Ich gestehe an dieser Stelle noch mehr: Auch bei helllichtem Tag bin ich schon mehrfach an mitunter verkehrsreichen Kreuzungen über rote Fußgängerampeln spaziert. Nämlich dann, wenn bei einwandfreier Sicht von wirklich gar keiner Seite auch nur am Horizont ein motorisiertes Verkehrsmittel in Sicht war. (Sollten Ordnungsbehörden mitlesen: Sämtliche Verstöße sind verjährt.)
Gesunder Menschenverstand über dem Gesetz
Ich bin mir durchaus bewusst, dass ich bei diesen Gelegenheiten meinen gesunden Menschenverstand und mein nicht eingeschränktes Urteilsvermögen (in keinem der Fälle war ich nach meiner Erinnerung alkoholisiert) über das Gesetz gestellt habe. Wichtig zu erwähnen: Selbstverständlich achte ich darauf, dass mich bei diesen Vergehen keine Kinder beobachten und es meinem schlechten Vorbild gleichtun könnten. Sie müssen erst noch lernen: An Verkehrsregeln muss man sich halten! (Fast immer.)
Das Warten an der roten Fußgängerampel bei Nacht und autoleerer Straße ist dem nächtlichen Radfahrverbot in Unnas Fußgängerzone recht ähnlich. Als Radfahrer, der keine Zeit verlieren will, steige ich nicht ab, weil ich mir sage: Was soll denn, bitteschön, Gefährliches geschehen montags zu nachtschlafender Zeit in der Fußgängerzone in Klein-Unna?
Auch hier wird der gesunde Menschenverstand über das Gesetz gestellt. So zu handeln ist menschlich.
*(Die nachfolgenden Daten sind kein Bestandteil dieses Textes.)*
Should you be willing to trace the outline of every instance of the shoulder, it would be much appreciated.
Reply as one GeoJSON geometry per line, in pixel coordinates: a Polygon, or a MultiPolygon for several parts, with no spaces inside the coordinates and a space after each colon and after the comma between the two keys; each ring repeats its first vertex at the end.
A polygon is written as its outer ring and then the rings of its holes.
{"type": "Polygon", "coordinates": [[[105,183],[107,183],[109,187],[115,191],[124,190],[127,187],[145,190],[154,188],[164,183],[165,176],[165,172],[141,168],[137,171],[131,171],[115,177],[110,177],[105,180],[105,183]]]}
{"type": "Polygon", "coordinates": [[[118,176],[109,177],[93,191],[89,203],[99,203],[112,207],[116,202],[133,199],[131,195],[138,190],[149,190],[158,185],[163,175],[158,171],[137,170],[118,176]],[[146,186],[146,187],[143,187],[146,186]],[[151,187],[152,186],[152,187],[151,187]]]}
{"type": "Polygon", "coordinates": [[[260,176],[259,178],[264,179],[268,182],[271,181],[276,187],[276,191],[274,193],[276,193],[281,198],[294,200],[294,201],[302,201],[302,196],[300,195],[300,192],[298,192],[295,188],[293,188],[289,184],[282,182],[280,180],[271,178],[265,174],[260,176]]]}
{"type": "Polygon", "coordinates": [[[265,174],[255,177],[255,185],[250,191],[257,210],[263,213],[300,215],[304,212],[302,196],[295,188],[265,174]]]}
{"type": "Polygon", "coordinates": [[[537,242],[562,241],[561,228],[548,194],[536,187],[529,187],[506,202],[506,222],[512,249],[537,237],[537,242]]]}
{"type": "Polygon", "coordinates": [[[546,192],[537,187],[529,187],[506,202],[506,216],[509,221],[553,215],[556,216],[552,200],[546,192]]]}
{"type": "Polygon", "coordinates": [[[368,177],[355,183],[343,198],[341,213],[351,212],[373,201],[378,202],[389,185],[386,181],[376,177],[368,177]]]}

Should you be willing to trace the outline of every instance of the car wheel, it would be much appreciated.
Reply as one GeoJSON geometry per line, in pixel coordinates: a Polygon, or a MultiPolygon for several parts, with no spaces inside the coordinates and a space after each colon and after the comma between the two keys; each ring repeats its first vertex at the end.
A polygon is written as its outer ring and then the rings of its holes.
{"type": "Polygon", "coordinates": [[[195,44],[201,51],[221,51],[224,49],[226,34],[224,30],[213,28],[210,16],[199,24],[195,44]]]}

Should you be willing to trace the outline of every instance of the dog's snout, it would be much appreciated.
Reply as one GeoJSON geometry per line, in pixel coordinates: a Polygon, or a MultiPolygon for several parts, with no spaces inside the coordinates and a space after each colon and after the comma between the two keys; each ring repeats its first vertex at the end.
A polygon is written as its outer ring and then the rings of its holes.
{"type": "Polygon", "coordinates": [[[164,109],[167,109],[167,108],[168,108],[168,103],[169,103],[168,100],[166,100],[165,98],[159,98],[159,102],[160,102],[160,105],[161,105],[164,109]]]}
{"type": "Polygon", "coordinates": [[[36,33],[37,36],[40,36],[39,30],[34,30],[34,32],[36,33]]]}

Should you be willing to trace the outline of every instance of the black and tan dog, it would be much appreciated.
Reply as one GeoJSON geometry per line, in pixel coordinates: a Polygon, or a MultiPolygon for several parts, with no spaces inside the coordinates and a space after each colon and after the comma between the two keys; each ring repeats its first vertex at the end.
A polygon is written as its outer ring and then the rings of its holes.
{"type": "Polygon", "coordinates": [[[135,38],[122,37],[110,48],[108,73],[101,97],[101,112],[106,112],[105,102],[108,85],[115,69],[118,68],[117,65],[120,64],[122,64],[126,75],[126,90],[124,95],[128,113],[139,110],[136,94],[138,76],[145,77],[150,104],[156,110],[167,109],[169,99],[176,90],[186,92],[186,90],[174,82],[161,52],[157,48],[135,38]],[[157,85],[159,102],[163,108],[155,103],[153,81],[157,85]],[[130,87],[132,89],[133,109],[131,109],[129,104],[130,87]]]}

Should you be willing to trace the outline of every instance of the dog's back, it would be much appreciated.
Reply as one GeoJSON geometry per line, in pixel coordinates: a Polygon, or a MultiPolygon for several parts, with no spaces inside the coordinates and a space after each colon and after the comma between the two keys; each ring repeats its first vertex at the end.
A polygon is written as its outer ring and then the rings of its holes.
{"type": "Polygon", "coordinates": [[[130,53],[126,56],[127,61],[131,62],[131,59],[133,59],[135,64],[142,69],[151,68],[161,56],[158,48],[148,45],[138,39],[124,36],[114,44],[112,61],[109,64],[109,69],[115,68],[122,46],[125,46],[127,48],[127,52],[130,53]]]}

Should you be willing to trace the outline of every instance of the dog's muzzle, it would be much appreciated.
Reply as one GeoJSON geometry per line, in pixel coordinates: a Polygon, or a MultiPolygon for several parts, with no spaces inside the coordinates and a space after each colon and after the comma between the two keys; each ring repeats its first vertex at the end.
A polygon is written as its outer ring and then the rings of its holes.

Und dennoch sehe ich einen tieferen Sinn hinter manchen absurd erscheinenden Regeln des Straßenverkehrs.
Vertrauen im Straßenverkehr schafft Sicherheit
Im deutschen Straßenverkehrsrecht gilt der Vertrauensgrundsatz. Mein liebstes Beispiel für dieses Prinzip ist: Man kann und darf sich bei uns darauf verlassen, dass Autos vor einem Zebrastreifen anhalten, wenn Fußgänger dort warten. (Zumindest ist mir Gegenteiliges noch nicht passiert.) Vertrauen Sie darauf besser nicht in Paris – dort scheinen Autofahrer Zebrastreifen für Kunst im öffentlichen Raum zu halten, aber nicht als verkehrsrechtliches Gebot zu verstehen.
Nur belastbares Vertrauen im Straßenverkehr – ob von Radfahrer zu Autofahrer oder Fußgänger zu Radfahrer – kann aber Sicherheit auch für schwächere Verkehrsteilnehmer schaffen. Selbst in tiefer Nacht kann der rasende Radfahrer unverhofft einen Passanten in der Fußgängerzone übersehen. Damit sollte ich als Fußgänger aber nicht rechnen müssen, solange es das Nachtfahrverbot gibt.